Package matrix/cortex/query implements the typed Find query engine described in §12. cortex.Find is a thin facade that resolves near-vectors and delegates to query.Run. The engine handles typed predicates, secondary-index candidate selection, salience-ranked ordering, budget-aware rendering, and bounded BFS graph traversal.

Source files: cortex/query/find.go, cortex/query/predicate.go, cortex/query/eval.go, cortex/query/graph.go.


Design decisions

Unbounded queries are rejected. Every Find must set either Limit or BudgetTokens. No Limit AND no BudgetTokensErrUnbounded. This is a load-bearing OOM guard.

Full-store scans are rejected. A query with neither a Type filter nor a HasTag predicate → ErrTooBroad. The engine requires at least one narrowing criterion before scanning.

Salience is the default order. When no OrderBy is specified (and no Near is set), results are ranked by the live cold-score descending. OrderBy clauses override this. A ULID-ascending tiebreak ensures deterministic ordering across runs.

Budget trim drops lowest salience first. When BudgetTokens is set and rendered tokens exceed the budget, entries are dropped in ascending salience order regardless of OrderBy. At least one entry is always retained (the "relief valve" convention).


Query struct

type Query struct {
    Type            []memory.Type    // union; at least one required (unless HasTag used)
    Where           Predicate        // optional typed predicate tree
    OrderBy         []OrderClause    // default: salience desc
    Limit           int              // cap on result count
    Offset          int              // for pagination
    BudgetTokens    int              // cap on rendered token sum; requires Form to be set
    Form            FormKind         // "short" | "medium" | "full"
    IncludeTombstoned bool           // default false
    LateBinding     bool             // D13: journal a KindFind entry for audit
    Near            string           // text → vector → HNSW nearest neighbors
    NearURI         *memory.URI      // memory → embedding → HNSW nearest neighbors
    From            *memory.ID       // entry point for graph traversal
    Follow          *EdgeExpr        // BFS edge filter
    Scope           *scope.Scope     // Phase 10: sub-agent read gating
}

Planner strategy

Run chooses the candidate set before evaluating Where:

1. If Where contains HasTag predicates reachable through pure And-conjunction:
   → scan idx/tag/<sha256(tag)[:8]>/… for each; INTERSECT candidate IDs

2. Else if Type is set:
   → scan idx/type/<t>/… for each; UNION candidate IDs

3. Else if From is set (graph traversal):
   → BFS from From via Follow edges; collect reachable IDs

4. Else → ErrTooBroad

Each candidate ID is then point-read (m/<id> + mv/<id>/v/<n>), decoded, and evaluated against Where.
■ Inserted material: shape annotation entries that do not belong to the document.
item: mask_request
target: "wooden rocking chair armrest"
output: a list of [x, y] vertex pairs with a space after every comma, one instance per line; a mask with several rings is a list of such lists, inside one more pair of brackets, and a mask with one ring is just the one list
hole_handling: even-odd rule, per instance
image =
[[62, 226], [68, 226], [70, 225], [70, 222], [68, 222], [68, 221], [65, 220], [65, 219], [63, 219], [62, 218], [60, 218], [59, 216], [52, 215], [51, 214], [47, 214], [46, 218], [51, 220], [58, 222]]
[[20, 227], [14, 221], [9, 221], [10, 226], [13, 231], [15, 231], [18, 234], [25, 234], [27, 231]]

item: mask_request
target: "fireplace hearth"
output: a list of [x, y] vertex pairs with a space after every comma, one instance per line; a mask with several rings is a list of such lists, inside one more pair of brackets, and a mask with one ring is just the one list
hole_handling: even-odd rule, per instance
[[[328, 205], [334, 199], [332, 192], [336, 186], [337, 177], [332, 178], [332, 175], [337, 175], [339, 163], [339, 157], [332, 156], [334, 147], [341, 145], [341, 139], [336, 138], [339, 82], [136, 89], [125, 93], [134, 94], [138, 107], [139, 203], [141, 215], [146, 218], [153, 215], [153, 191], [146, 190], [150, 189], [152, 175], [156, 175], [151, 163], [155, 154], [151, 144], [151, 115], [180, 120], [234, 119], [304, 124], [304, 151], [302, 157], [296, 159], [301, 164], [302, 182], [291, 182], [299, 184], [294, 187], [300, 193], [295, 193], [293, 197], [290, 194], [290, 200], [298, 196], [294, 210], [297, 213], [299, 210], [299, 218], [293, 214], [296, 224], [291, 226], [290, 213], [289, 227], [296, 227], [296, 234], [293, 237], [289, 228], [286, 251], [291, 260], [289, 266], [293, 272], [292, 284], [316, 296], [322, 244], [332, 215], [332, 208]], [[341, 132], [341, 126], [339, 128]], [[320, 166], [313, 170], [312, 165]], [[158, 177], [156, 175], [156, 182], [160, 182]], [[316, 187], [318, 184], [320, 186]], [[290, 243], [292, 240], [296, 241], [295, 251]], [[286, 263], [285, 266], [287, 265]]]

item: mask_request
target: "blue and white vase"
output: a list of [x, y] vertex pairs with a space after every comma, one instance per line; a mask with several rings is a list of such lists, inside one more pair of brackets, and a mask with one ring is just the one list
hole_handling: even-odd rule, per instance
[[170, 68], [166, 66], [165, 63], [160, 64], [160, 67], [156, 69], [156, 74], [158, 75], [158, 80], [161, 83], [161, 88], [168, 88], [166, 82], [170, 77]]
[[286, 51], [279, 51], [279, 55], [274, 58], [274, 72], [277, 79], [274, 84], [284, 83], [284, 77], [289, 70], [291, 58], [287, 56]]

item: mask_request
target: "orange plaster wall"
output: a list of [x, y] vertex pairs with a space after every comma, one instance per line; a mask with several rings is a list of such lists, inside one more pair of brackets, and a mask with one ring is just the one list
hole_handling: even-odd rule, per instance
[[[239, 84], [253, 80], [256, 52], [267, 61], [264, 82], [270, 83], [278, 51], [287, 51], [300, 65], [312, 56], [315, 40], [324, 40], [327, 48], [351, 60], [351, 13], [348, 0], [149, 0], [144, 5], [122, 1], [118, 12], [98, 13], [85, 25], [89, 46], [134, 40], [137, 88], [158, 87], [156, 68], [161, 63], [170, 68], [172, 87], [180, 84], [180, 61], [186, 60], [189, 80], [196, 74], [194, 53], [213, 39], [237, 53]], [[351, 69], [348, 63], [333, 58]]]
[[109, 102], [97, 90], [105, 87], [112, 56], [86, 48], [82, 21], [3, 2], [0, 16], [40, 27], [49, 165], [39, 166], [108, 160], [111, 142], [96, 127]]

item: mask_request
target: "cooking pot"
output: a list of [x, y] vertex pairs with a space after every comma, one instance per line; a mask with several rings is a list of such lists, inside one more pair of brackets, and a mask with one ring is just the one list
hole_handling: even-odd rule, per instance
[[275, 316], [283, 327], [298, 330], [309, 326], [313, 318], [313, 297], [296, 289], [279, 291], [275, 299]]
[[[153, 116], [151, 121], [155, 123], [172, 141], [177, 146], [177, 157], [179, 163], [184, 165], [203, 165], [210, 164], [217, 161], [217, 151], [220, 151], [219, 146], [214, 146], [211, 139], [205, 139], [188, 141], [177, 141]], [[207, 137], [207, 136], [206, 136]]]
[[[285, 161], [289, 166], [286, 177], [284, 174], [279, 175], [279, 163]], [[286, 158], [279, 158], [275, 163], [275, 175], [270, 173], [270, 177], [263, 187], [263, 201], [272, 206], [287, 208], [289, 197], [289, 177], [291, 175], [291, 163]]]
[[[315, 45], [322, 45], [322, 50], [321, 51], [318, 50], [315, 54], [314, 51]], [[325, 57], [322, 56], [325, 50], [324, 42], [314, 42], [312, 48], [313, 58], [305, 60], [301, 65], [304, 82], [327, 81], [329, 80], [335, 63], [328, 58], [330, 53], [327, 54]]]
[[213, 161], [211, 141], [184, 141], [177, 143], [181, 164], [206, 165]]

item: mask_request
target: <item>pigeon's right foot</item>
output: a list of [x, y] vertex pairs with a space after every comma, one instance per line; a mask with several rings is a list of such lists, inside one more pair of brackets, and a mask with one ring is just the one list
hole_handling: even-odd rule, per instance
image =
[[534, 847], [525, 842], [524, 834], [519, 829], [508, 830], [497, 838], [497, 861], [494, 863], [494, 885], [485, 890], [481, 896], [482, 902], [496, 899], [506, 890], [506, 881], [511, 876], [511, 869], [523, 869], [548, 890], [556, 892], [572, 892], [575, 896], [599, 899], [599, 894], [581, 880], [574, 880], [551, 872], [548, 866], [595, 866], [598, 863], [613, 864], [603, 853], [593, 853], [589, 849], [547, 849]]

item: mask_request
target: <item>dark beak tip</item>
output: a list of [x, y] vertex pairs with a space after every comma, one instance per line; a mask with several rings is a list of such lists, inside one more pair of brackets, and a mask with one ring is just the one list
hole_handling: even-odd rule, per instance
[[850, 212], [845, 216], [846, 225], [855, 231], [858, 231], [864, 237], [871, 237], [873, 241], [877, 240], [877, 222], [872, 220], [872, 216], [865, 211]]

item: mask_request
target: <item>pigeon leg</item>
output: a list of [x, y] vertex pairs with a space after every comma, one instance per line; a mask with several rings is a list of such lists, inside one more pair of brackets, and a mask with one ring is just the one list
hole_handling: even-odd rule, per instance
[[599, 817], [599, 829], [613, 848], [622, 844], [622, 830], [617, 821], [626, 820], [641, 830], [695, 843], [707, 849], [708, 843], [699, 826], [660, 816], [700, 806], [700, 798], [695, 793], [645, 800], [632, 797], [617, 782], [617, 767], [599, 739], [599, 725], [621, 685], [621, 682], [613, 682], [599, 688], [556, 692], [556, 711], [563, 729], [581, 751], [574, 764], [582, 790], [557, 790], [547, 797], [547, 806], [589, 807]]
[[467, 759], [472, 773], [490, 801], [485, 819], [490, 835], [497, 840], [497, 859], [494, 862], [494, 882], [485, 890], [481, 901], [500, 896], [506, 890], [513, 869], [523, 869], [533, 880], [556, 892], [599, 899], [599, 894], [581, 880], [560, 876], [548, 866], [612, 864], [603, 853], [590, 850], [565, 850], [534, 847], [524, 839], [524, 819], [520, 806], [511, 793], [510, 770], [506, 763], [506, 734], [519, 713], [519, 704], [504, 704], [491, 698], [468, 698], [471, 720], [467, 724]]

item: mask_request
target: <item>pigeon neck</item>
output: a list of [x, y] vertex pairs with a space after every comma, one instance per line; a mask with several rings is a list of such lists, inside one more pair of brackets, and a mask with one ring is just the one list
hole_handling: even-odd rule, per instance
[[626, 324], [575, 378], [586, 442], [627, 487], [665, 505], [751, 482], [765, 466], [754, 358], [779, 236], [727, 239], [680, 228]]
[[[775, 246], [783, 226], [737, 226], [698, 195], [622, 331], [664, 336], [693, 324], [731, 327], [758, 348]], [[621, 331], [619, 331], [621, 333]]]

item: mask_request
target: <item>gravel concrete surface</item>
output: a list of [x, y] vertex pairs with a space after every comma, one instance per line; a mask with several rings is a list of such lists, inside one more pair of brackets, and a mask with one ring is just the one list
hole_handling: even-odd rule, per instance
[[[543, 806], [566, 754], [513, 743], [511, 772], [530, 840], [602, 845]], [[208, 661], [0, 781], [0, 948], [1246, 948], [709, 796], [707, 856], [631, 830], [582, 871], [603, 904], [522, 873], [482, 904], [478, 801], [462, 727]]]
Tombstoned candidates are excluded unless IncludeTombstoned=true.


Predicates

The predicate AST is a closed interface — no way to synthesize predicate types outside the package.

PredicateDescription
Eq{Field, Value}Field equals Value
Ne{Field, Value}Field does not equal Value
Gt / Gte / Lt / LteOrdered comparison (numeric, time.Time, string lexicographic)
In{Field, Values}Field equals any of Values
HasTag{Tag}Memory has this tag — also drives the idx/tag planner path
Matches{Field, Pattern}Field matches Go regexp pattern
And{Children}All children true; empty And = vacuously true
Or{Children}Any child true; empty Or = vacuously false
Not{Inner}Logical negation

Field references

head.<name>       -- Head struct fields (id, type, actor_scope, visibility, declared_importance, …)
version.<name>    -- Version fields (created_at, confidence, provenance_kind, …)
data.<name>       -- Type-specific Data fields (subject, predicate, statement, topic, polarity, stance, …)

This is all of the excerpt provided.